At first, I was willing to give it the benefit of the doubt, assuming that Smile would take these themes and use them to show how unfounded mental health stigma is. That shunning sufferers only makes it worse and forces people to hide their problems, bottling it all up before it inevitably bubbles to the surface. Speaking from experience, that’s all I’ve ever needed – I grew up and continue to struggle with depression, insomnia, anxiety, and anger issues, but those around me are aware, compassionate, and understanding. Smile is none of those things.

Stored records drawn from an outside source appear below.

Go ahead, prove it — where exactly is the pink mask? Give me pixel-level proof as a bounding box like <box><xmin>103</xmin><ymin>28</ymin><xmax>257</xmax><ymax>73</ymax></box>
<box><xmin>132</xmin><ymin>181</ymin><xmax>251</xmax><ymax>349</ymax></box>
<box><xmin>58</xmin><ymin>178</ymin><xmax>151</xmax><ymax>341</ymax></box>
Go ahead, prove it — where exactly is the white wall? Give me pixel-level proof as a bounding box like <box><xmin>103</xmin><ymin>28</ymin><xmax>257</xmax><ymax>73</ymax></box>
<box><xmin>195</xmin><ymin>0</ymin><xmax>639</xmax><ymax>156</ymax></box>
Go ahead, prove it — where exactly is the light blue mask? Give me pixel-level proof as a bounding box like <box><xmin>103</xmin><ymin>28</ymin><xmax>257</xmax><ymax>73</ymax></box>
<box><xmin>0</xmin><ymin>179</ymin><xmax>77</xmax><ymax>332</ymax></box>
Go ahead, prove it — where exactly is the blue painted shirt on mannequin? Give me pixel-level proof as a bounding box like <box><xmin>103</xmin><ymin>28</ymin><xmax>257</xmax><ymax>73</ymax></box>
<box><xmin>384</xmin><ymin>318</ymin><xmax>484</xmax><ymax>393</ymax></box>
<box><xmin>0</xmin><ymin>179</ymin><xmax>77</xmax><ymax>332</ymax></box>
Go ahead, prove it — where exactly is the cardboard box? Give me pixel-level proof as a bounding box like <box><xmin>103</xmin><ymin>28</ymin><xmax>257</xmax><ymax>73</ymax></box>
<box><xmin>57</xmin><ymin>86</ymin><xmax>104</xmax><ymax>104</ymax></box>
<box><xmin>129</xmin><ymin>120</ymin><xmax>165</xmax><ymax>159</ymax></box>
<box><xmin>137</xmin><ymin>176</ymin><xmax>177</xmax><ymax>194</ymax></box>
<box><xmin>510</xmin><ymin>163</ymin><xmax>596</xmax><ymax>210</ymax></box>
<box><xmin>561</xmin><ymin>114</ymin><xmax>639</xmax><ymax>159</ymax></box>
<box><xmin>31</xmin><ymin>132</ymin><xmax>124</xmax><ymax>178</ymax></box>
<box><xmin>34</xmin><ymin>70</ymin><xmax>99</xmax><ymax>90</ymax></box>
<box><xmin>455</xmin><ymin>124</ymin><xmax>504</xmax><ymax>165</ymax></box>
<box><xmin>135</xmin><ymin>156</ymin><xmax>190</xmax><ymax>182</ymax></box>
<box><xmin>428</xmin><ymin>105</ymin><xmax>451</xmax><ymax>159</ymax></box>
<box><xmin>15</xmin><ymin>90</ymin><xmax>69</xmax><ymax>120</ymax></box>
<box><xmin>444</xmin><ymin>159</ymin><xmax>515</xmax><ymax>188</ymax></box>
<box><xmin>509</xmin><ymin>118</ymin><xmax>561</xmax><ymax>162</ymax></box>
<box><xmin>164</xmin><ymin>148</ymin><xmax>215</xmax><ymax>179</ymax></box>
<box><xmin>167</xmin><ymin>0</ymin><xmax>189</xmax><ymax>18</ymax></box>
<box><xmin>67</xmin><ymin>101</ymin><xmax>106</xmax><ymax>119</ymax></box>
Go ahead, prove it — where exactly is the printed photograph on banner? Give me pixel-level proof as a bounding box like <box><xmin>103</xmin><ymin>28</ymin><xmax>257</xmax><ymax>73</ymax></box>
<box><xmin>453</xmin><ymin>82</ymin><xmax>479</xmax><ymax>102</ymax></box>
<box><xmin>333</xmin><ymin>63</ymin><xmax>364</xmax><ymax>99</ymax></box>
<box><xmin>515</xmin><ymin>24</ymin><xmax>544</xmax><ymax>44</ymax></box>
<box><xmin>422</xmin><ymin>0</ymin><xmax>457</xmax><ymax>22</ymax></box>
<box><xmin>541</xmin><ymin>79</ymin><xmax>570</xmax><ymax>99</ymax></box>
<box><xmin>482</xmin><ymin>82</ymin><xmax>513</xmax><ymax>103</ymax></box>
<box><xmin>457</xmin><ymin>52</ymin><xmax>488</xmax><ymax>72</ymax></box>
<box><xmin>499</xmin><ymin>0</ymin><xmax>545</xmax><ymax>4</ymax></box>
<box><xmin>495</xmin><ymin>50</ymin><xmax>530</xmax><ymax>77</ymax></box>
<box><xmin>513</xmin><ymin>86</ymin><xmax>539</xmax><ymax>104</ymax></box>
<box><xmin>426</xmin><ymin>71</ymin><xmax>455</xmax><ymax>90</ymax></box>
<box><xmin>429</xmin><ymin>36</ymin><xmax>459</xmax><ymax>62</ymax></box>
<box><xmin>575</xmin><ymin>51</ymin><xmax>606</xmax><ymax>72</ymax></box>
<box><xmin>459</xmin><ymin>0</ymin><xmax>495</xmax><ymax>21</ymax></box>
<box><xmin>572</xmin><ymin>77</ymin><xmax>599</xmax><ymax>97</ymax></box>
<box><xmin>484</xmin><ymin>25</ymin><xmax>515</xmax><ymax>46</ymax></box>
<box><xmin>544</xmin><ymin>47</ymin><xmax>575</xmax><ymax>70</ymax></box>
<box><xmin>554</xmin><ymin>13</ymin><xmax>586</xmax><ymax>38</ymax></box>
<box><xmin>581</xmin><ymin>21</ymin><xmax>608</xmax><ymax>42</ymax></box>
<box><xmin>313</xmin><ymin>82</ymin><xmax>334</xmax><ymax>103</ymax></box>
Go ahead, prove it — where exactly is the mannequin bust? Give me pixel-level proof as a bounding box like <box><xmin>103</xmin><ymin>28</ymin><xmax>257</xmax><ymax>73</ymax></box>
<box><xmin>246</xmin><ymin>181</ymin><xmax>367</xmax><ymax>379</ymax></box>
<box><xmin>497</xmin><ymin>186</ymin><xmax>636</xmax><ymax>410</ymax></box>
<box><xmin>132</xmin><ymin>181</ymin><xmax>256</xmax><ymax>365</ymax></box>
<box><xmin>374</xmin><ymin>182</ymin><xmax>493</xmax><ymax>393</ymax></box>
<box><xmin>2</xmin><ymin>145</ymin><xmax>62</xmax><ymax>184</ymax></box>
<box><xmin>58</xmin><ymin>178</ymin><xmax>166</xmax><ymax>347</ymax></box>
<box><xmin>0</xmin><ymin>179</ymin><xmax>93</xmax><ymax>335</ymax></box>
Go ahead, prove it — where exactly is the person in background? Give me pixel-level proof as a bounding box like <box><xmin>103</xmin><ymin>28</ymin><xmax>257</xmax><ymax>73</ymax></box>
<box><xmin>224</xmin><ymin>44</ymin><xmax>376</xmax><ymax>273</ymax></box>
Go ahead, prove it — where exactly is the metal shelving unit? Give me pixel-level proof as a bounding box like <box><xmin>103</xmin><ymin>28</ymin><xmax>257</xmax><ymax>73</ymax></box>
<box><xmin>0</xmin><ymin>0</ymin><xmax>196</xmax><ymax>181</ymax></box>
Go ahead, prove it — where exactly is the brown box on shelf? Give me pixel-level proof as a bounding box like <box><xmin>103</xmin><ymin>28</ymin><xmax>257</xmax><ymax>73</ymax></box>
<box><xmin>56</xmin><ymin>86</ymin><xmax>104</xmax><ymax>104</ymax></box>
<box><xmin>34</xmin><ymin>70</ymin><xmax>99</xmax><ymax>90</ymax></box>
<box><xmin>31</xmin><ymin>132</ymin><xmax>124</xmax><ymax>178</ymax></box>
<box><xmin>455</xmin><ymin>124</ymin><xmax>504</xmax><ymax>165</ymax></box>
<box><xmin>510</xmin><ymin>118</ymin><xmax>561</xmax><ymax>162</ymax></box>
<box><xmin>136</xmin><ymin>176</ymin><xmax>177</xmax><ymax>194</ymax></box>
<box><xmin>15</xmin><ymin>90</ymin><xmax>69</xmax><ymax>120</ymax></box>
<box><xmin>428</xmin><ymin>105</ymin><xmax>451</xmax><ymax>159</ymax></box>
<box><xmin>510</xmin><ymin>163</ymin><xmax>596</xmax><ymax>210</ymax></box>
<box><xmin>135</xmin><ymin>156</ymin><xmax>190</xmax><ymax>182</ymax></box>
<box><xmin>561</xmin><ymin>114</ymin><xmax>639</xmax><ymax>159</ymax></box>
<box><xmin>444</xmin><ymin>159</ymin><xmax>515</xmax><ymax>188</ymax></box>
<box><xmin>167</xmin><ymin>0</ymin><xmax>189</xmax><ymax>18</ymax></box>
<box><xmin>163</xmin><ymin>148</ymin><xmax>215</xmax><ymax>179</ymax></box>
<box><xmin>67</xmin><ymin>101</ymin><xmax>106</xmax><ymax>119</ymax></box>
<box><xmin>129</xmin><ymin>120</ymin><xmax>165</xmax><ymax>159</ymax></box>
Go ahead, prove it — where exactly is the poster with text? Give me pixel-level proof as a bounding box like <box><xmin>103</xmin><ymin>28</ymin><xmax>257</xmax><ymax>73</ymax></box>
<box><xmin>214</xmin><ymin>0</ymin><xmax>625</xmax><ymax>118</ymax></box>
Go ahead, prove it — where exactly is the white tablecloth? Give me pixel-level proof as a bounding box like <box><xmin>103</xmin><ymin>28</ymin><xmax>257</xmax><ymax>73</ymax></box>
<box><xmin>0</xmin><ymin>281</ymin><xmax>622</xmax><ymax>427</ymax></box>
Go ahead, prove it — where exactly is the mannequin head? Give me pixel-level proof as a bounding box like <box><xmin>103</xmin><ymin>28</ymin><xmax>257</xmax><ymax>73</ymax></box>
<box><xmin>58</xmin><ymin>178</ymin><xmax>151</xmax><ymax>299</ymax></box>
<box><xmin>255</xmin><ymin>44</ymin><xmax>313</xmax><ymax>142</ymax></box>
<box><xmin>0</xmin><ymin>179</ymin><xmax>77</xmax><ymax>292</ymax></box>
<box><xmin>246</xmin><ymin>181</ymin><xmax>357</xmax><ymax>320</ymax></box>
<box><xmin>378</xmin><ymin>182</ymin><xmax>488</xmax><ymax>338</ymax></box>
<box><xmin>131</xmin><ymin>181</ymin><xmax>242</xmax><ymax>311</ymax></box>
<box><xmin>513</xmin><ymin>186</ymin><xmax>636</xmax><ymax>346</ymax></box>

Initially, the film presents a single option to escape the beat – kill yourself violently in front of a witness, to pass it on to them. Midway through, a second option emerges – murder someone violently in front of a witness, to pass it on to them. Neither seem particularly compassionate. The finale shows that there’s a third option – you simply need to go into isolation and completely cut yourself off from the world. The second that isolation is broken and Cotter’s character is visited by her ex-boyfriend, she sets herself on fire and continues the cycle. The theme here is that you need to separate yourself from everybody and keep the door closed or you put them at risk. Trauma is to be fought alone, and you shouldn’t involve anyone else. It’s a bitter and dangerous message.

Despite all this, Smile has been a success. It has an impressively high Metacritic of 68 for a horror with no major name attached, and topped the box office last week. Yet all Smile does is perpetuate harmful stereotypes about mental health, and that’s the most terrifying thing about it. Smile does little to grapple with the ramifications of the stigmas and attitudes it plays with. Cotter’s fiance calls her insane, ambushes her with her psychiatrist, and then leaves. There’s no resolution – instead, the movie shows he was right to step back. In stepping back he saves himself, as does her sister who also abandons her.

The ending passes the curse on and leaves the door open for a sequel, which given Smile’s success, feels inevitable at this point, and that’s worrying. Mental health as a villain is so normalised that Smile is flying under the radar, but it's a deeply problematic movie, one that flagrantly misunderstands what people with mental health issues need and deserve.